Un sistema che, secondo gli investigatori, sfruttava la vulnerabilità dei lavoratori e l’assenza di alternative, trasformando un capannone in piena zona residenziale in un luogo di sfruttamento sistematico.
«L’operazione che ha portato alla scoperta di questa grave situazione di irregolarità rappresenta un risultato importante sul piano della legalità – questo il commento del sindaco di Palazzolo, Gianmarco Cossandi –. Le indagini, partite da nostri accertamenti legati alla gestione dei rifiuti, hanno consentito di ricostruire un quadro ben più ampio, fino all’intervento conclusivo delle autorità competenti. Una situazione emersa grazie all’attività di verifica e monitoraggio della Polizia Locale di Palazzo. Per il primo cittadino dunque la rete di vigilanza funziona anche perché «le segnalazioni vengono approfondite e quando emergono situazioni di illegalità si interviene con determinazione.

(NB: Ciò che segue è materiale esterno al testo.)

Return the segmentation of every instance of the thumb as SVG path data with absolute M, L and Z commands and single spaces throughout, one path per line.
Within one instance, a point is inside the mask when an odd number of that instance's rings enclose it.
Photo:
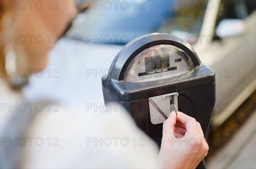
M 175 126 L 177 121 L 176 113 L 172 111 L 168 118 L 163 123 L 163 136 L 165 135 L 174 136 Z

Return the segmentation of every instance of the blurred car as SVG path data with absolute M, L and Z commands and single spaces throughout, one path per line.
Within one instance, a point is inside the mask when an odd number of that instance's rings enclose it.
M 222 123 L 255 90 L 255 1 L 126 2 L 132 8 L 89 8 L 66 36 L 93 44 L 105 57 L 111 59 L 111 49 L 103 50 L 103 44 L 113 44 L 119 50 L 115 45 L 125 45 L 156 32 L 186 40 L 202 62 L 215 73 L 213 126 Z

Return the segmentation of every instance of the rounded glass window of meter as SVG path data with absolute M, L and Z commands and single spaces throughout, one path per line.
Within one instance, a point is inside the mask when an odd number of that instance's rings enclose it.
M 191 58 L 182 49 L 171 45 L 158 45 L 144 50 L 134 58 L 124 80 L 141 82 L 172 78 L 195 67 Z

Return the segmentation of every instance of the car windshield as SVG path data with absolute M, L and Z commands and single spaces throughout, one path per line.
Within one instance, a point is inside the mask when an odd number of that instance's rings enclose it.
M 108 2 L 108 4 L 104 4 L 104 1 L 95 2 L 83 14 L 84 20 L 74 25 L 67 36 L 88 43 L 124 45 L 153 32 L 198 35 L 207 2 L 129 0 L 111 4 Z

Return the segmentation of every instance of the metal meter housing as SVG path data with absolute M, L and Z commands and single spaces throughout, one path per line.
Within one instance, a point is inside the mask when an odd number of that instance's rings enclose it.
M 166 118 L 160 112 L 168 117 L 172 104 L 195 117 L 205 137 L 215 103 L 215 74 L 185 40 L 160 33 L 135 39 L 117 54 L 102 84 L 105 103 L 124 106 L 158 145 Z

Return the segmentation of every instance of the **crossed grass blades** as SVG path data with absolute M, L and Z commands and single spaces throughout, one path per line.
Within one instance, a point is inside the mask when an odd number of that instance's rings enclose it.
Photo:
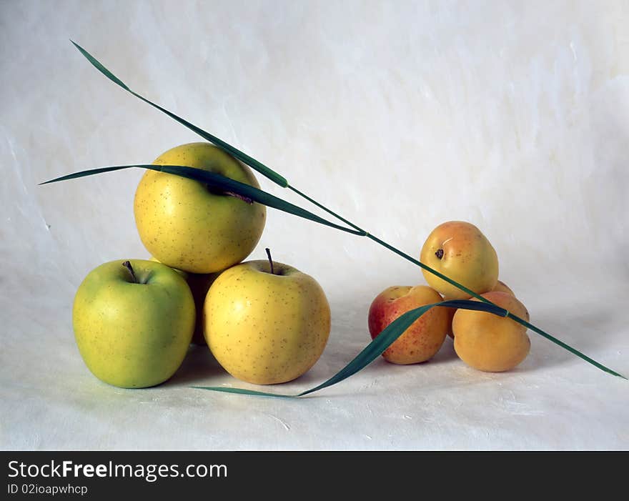
M 452 284 L 456 287 L 458 287 L 462 291 L 465 291 L 466 293 L 470 294 L 471 297 L 476 298 L 478 301 L 471 301 L 469 299 L 457 299 L 454 301 L 444 301 L 440 303 L 435 303 L 432 304 L 427 304 L 425 306 L 422 306 L 419 308 L 416 308 L 415 309 L 412 309 L 410 311 L 407 312 L 404 314 L 399 317 L 394 322 L 389 324 L 386 329 L 385 329 L 377 337 L 373 339 L 367 346 L 359 353 L 355 358 L 354 358 L 347 365 L 346 365 L 344 368 L 342 368 L 340 371 L 339 371 L 334 376 L 330 377 L 327 381 L 322 382 L 321 385 L 319 385 L 314 388 L 311 388 L 304 392 L 302 392 L 298 395 L 279 395 L 277 393 L 270 393 L 267 392 L 257 392 L 251 390 L 244 390 L 241 388 L 234 388 L 229 387 L 199 387 L 194 386 L 192 387 L 194 388 L 198 388 L 200 390 L 209 390 L 213 391 L 218 392 L 225 392 L 229 393 L 239 393 L 239 394 L 245 394 L 250 395 L 258 395 L 258 396 L 264 396 L 264 397 L 278 397 L 282 398 L 295 398 L 302 397 L 309 393 L 312 393 L 313 392 L 318 391 L 320 390 L 322 390 L 323 388 L 327 387 L 329 386 L 332 386 L 332 385 L 335 385 L 336 383 L 340 382 L 343 380 L 350 377 L 352 374 L 355 374 L 358 371 L 361 370 L 367 365 L 373 362 L 378 356 L 385 351 L 393 342 L 395 341 L 402 334 L 420 317 L 424 314 L 426 312 L 427 312 L 430 308 L 433 307 L 454 307 L 454 308 L 460 308 L 463 309 L 475 309 L 478 311 L 487 312 L 489 313 L 492 313 L 493 314 L 499 315 L 501 317 L 508 317 L 511 318 L 515 322 L 517 322 L 522 325 L 525 326 L 528 329 L 536 332 L 537 334 L 545 337 L 549 341 L 554 342 L 556 344 L 558 344 L 562 348 L 567 349 L 570 353 L 579 357 L 580 358 L 585 360 L 588 363 L 594 365 L 597 368 L 608 373 L 613 374 L 614 376 L 617 376 L 618 377 L 622 377 L 623 379 L 626 380 L 627 378 L 625 376 L 616 372 L 611 369 L 600 364 L 595 360 L 590 358 L 587 355 L 581 353 L 576 349 L 569 346 L 568 344 L 564 343 L 560 339 L 557 339 L 554 336 L 550 335 L 548 332 L 542 330 L 539 327 L 533 325 L 533 324 L 527 322 L 526 320 L 520 318 L 517 315 L 515 315 L 507 310 L 502 308 L 494 303 L 491 302 L 488 299 L 482 297 L 480 294 L 475 293 L 474 291 L 467 289 L 465 286 L 459 284 L 457 282 L 455 282 L 452 279 L 445 275 L 440 273 L 435 269 L 433 269 L 430 267 L 420 262 L 420 261 L 414 259 L 411 256 L 402 252 L 402 251 L 396 249 L 390 244 L 387 243 L 386 242 L 379 239 L 376 236 L 369 233 L 368 232 L 362 229 L 360 227 L 357 226 L 354 223 L 348 221 L 345 218 L 340 216 L 335 212 L 332 212 L 327 207 L 322 205 L 316 200 L 313 199 L 308 195 L 304 193 L 302 193 L 297 188 L 291 186 L 288 181 L 283 176 L 275 172 L 274 170 L 270 169 L 269 167 L 264 165 L 261 162 L 258 162 L 255 159 L 249 157 L 245 153 L 243 153 L 240 150 L 234 147 L 231 144 L 226 143 L 222 139 L 214 136 L 209 132 L 204 131 L 202 129 L 198 127 L 197 126 L 191 124 L 190 122 L 184 120 L 184 119 L 178 116 L 174 113 L 168 111 L 162 108 L 162 106 L 156 104 L 155 103 L 152 102 L 148 100 L 145 97 L 141 96 L 137 92 L 132 91 L 129 89 L 122 80 L 120 80 L 117 76 L 116 76 L 113 73 L 112 73 L 109 69 L 107 69 L 102 64 L 101 64 L 97 59 L 96 59 L 91 54 L 90 54 L 87 51 L 81 47 L 79 45 L 72 41 L 74 46 L 81 52 L 83 56 L 87 59 L 87 60 L 91 63 L 91 64 L 98 69 L 101 73 L 102 73 L 105 76 L 107 76 L 109 80 L 113 81 L 117 85 L 121 86 L 122 89 L 126 90 L 127 92 L 135 96 L 137 98 L 144 101 L 147 104 L 153 106 L 159 109 L 162 113 L 166 114 L 169 116 L 170 116 L 174 120 L 179 122 L 184 127 L 187 127 L 192 132 L 195 132 L 201 137 L 204 139 L 205 140 L 215 144 L 216 146 L 222 148 L 225 150 L 228 153 L 229 153 L 232 157 L 238 159 L 244 164 L 249 166 L 252 169 L 254 169 L 262 175 L 264 176 L 267 179 L 272 181 L 274 183 L 281 186 L 282 188 L 287 188 L 301 197 L 307 200 L 307 202 L 312 203 L 319 209 L 325 211 L 330 215 L 334 217 L 335 219 L 338 219 L 341 222 L 344 224 L 345 226 L 337 224 L 336 223 L 332 222 L 326 219 L 320 217 L 309 211 L 306 210 L 299 206 L 291 204 L 282 199 L 280 199 L 277 197 L 274 197 L 266 192 L 264 192 L 257 188 L 254 188 L 248 184 L 245 184 L 244 183 L 240 183 L 233 179 L 230 179 L 224 176 L 221 176 L 217 174 L 214 174 L 212 172 L 208 172 L 207 171 L 204 171 L 199 169 L 194 169 L 192 167 L 189 167 L 186 166 L 177 166 L 177 165 L 152 165 L 152 164 L 137 164 L 137 165 L 119 165 L 119 166 L 112 166 L 108 167 L 101 167 L 99 169 L 93 169 L 90 170 L 81 171 L 80 172 L 75 172 L 74 174 L 68 174 L 66 176 L 62 176 L 61 177 L 56 178 L 54 179 L 51 179 L 50 181 L 46 181 L 46 182 L 41 183 L 41 184 L 46 184 L 48 183 L 56 182 L 59 181 L 67 181 L 69 179 L 74 179 L 79 177 L 84 177 L 86 176 L 91 176 L 96 174 L 101 174 L 104 172 L 109 172 L 112 171 L 121 170 L 123 169 L 130 169 L 133 167 L 139 167 L 142 169 L 150 169 L 152 170 L 160 171 L 162 172 L 166 172 L 168 174 L 172 174 L 174 175 L 182 176 L 183 177 L 187 177 L 191 179 L 195 179 L 199 181 L 199 182 L 204 183 L 209 186 L 212 186 L 213 187 L 217 188 L 219 189 L 222 190 L 224 192 L 231 192 L 235 193 L 237 195 L 240 195 L 241 197 L 245 197 L 246 199 L 252 199 L 254 202 L 257 202 L 258 203 L 263 204 L 269 207 L 272 207 L 274 209 L 277 209 L 278 210 L 283 211 L 284 212 L 287 212 L 289 214 L 292 214 L 294 216 L 297 216 L 299 217 L 302 217 L 306 219 L 309 219 L 314 222 L 319 223 L 320 224 L 325 224 L 331 228 L 334 228 L 335 229 L 338 229 L 340 231 L 346 232 L 347 233 L 350 233 L 352 234 L 355 234 L 359 237 L 366 237 L 367 238 L 375 242 L 376 243 L 382 245 L 382 247 L 388 249 L 392 252 L 397 254 L 397 255 L 403 257 L 404 259 L 410 261 L 412 264 L 419 266 L 424 269 L 432 273 L 435 275 L 437 275 L 440 278 L 445 280 L 446 282 Z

Continueremo a sostenere ogni azione volta a tutelare la legalità, la dignità del lavoro e la protezione dei minori».
«Grazie allo straordinario lavoro delle Forze dell’Ordine per il blitz- questo il commento dei parlamentari bresciani della Lega, Stefano Borghesi, Simona Bordonali e Paolo Formentini –. Un episodio gravissimo che riporta alla luce il dramma del caporalato e dello sfruttamento lavorativo selvaggio, spesso legato all’immigrazione clandestina. Prova di come l’immigrazione irregolare incontrollata alimenti reti criminali che sfruttano le persone più vulnerabili, compresi i bambini, riducendoli a manodopera schiava nel cuore della nostra economia produttiva. Come Lega ribadiamo con forza che non possiamo più tollerare simili orrori sul nostro territorio».

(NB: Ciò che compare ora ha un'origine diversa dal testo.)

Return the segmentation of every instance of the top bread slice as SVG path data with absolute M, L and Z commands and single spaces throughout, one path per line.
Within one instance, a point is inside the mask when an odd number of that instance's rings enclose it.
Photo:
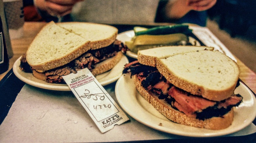
M 240 73 L 236 63 L 218 51 L 193 52 L 158 59 L 157 68 L 177 87 L 218 101 L 233 94 Z
M 203 50 L 213 51 L 213 47 L 194 46 L 161 47 L 139 51 L 138 59 L 141 64 L 155 67 L 158 58 L 164 58 L 177 54 Z
M 116 40 L 118 31 L 115 27 L 102 24 L 80 22 L 56 24 L 89 40 L 92 50 L 106 47 L 112 43 Z
M 67 64 L 89 50 L 110 45 L 117 33 L 116 27 L 104 24 L 79 22 L 57 24 L 52 22 L 31 44 L 27 60 L 33 69 L 43 72 Z

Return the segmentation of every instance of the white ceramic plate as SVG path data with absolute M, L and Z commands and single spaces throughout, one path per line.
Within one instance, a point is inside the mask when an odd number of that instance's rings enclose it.
M 117 81 L 116 95 L 122 108 L 138 121 L 156 130 L 174 134 L 193 137 L 224 135 L 239 131 L 250 124 L 256 116 L 256 100 L 243 84 L 235 90 L 243 97 L 243 102 L 234 110 L 234 121 L 227 128 L 218 130 L 181 125 L 168 119 L 148 103 L 138 91 L 130 74 L 123 74 Z
M 126 41 L 130 41 L 132 39 L 132 38 L 134 37 L 135 34 L 134 31 L 133 30 L 127 31 L 122 32 L 117 35 L 117 39 L 125 43 Z M 188 37 L 189 42 L 191 43 L 196 43 L 196 45 L 200 46 L 200 43 L 192 37 Z M 126 55 L 130 57 L 135 58 L 137 58 L 137 54 L 132 52 L 130 51 L 126 52 Z
M 38 79 L 33 76 L 32 73 L 26 73 L 19 69 L 20 57 L 17 59 L 12 68 L 13 73 L 22 81 L 31 85 L 42 88 L 54 90 L 70 91 L 66 84 L 52 84 Z M 116 81 L 122 75 L 125 64 L 128 63 L 128 59 L 123 56 L 119 62 L 111 70 L 96 76 L 97 80 L 102 86 Z

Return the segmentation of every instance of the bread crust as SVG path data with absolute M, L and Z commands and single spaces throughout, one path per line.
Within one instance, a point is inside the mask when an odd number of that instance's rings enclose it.
M 138 52 L 137 59 L 139 62 L 143 65 L 154 67 L 157 66 L 157 57 L 144 55 Z
M 204 120 L 189 117 L 173 108 L 164 100 L 159 99 L 156 96 L 146 90 L 141 86 L 141 83 L 136 75 L 133 75 L 132 78 L 141 96 L 160 112 L 174 122 L 196 127 L 217 130 L 227 128 L 233 122 L 233 108 L 221 117 L 214 117 Z

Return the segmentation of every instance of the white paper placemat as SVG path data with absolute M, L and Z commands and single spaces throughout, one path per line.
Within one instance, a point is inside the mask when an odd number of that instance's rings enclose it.
M 116 82 L 104 87 L 117 102 Z M 130 121 L 102 134 L 71 92 L 52 91 L 26 84 L 0 125 L 1 142 L 123 141 L 184 137 Z M 227 136 L 254 133 L 253 123 Z

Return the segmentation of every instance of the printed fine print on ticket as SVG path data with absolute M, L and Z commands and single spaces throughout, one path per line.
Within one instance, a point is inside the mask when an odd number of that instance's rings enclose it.
M 63 77 L 101 133 L 129 120 L 88 68 Z

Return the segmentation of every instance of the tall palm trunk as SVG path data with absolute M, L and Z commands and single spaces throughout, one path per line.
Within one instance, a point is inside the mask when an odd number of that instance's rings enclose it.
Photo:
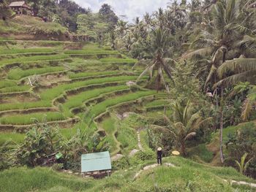
M 226 60 L 226 50 L 223 50 L 223 56 L 222 56 L 222 64 Z M 223 155 L 223 107 L 224 107 L 224 86 L 221 85 L 220 91 L 220 120 L 219 120 L 219 156 L 220 161 L 224 163 L 224 155 Z
M 181 142 L 181 153 L 183 155 L 186 156 L 187 153 L 186 153 L 186 145 L 185 145 L 185 141 L 184 141 L 182 139 L 182 141 Z
M 219 122 L 219 153 L 220 153 L 220 161 L 224 163 L 223 155 L 223 105 L 224 105 L 224 97 L 223 97 L 223 85 L 221 86 L 221 99 L 220 99 L 220 122 Z

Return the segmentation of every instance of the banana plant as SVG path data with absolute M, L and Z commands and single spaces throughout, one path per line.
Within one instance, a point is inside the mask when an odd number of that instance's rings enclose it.
M 238 162 L 237 160 L 235 161 L 236 165 L 238 166 L 238 169 L 239 169 L 239 172 L 241 174 L 245 174 L 245 172 L 247 169 L 247 167 L 249 164 L 249 162 L 252 161 L 252 158 L 251 158 L 250 159 L 249 159 L 247 161 L 247 162 L 246 162 L 246 158 L 248 155 L 248 153 L 245 153 L 244 154 L 244 155 L 241 158 L 241 161 L 240 162 Z

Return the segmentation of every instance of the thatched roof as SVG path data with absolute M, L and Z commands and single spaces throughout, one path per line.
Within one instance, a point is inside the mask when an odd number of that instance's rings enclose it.
M 12 2 L 9 6 L 10 7 L 25 7 L 31 9 L 31 8 L 26 4 L 25 1 L 14 1 Z
M 23 7 L 25 4 L 25 1 L 14 1 L 12 2 L 10 7 Z

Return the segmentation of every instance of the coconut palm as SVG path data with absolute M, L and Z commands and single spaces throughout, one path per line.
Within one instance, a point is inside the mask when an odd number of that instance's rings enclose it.
M 256 37 L 245 36 L 240 42 L 241 55 L 219 67 L 221 80 L 216 84 L 234 85 L 239 82 L 256 82 Z
M 138 81 L 143 75 L 149 72 L 149 80 L 152 79 L 154 72 L 157 71 L 156 85 L 157 91 L 159 90 L 161 82 L 165 85 L 166 90 L 169 91 L 168 85 L 164 77 L 164 72 L 174 82 L 172 77 L 172 67 L 170 64 L 176 61 L 171 58 L 165 58 L 169 48 L 170 37 L 167 32 L 162 28 L 158 28 L 152 31 L 151 40 L 148 46 L 148 53 L 151 55 L 151 60 L 148 62 L 146 69 L 138 77 Z
M 246 30 L 245 21 L 240 9 L 241 1 L 218 1 L 213 7 L 213 20 L 207 23 L 207 28 L 201 30 L 197 39 L 191 45 L 193 51 L 185 57 L 208 56 L 205 69 L 208 71 L 205 87 L 217 82 L 217 69 L 227 60 L 237 55 L 234 50 L 243 39 Z M 211 55 L 209 57 L 209 55 Z
M 174 137 L 176 147 L 186 155 L 186 142 L 196 135 L 196 131 L 209 123 L 211 118 L 203 118 L 200 111 L 196 111 L 193 104 L 188 101 L 186 105 L 176 102 L 173 105 L 170 118 L 165 115 L 167 126 L 165 128 Z
M 246 20 L 244 19 L 243 12 L 241 9 L 241 0 L 227 0 L 218 1 L 213 7 L 213 20 L 210 21 L 207 28 L 202 29 L 197 39 L 192 44 L 192 47 L 195 50 L 189 53 L 185 57 L 206 56 L 208 57 L 211 62 L 206 62 L 204 68 L 208 73 L 205 82 L 206 85 L 211 82 L 216 83 L 219 80 L 217 73 L 218 69 L 227 59 L 233 59 L 239 54 L 236 51 L 238 42 L 242 40 L 245 32 Z M 240 55 L 241 53 L 240 53 Z M 210 66 L 208 66 L 210 64 Z M 207 70 L 208 69 L 208 70 Z M 223 130 L 223 84 L 220 85 L 220 131 L 219 145 L 220 158 L 224 162 L 222 151 L 222 130 Z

«A Palazzolo sull’Oglio ci siamo trovati davanti a una realtà che non può lasciare indifferenti: ventitré lavoratori irregolari, tra cui otto minori tra gli 8 e i 16 anni, impiegati in un capannone in condizioni di degrado e sfruttamento. Sono figli senza identità che l’Europa deve proteggere, non lasciare nelle mani delle organizzazioni criminali». Lo dichiara Lara Magoni, eurodeputata di Fratelli d’Italia, commentando l’operazione condotta dai Carabinieri, dal Nucleo Ispettorato del Lavoro e dalla Polizia Locale. Spiega l’eurodeputata: «Ringrazio le Forze dell’Ordine per il lavoro puntuale che ha portato all’arresto di un soggetto già espulso e rientrato illegalmente in Italia e alla denuncia della titolare dell’attività per intermediazione illecita e sfruttamento del lavoro, oltre al sequestro del capannone e a sanzioni superiori ai 100mila euro. È la dimostrazione che lo Stato, quando agisce con determinazione, sa colpire chi lucra sulla disperazione». «Quei bambini non sono numeri – ha precisato Magoni che in Europa in commissione Cult si occupa proprio della tutela dei giovani -. Sono figli senza identità, privati dei diritti fondamentali, sottratti all’infanzia e alla scuola. L’Europa deve assumersi fino in fondo la responsabilità di proteggerli, contrastando con decisione i flussi irregolari che alimentano sacche di illegalità e sfruttamento». Di più: «L’immigrazione clandestina incontrollata crea terreno fertile per il caporalato e per reti criminali che prosperano nell’ombra. Per questo serve una linea di assoluta fermezza: controlli stringenti, pene severe per chi sfrutta e rimpatri effettivi per chi viola le nostre leggi». «La legalità è il primo strumento di tutela dei più fragili – conclude Magoni -. Difendere i confini significa anche difendere questi figli senza identità da chi li riduce in schiavitù. Su questo non arretreremo».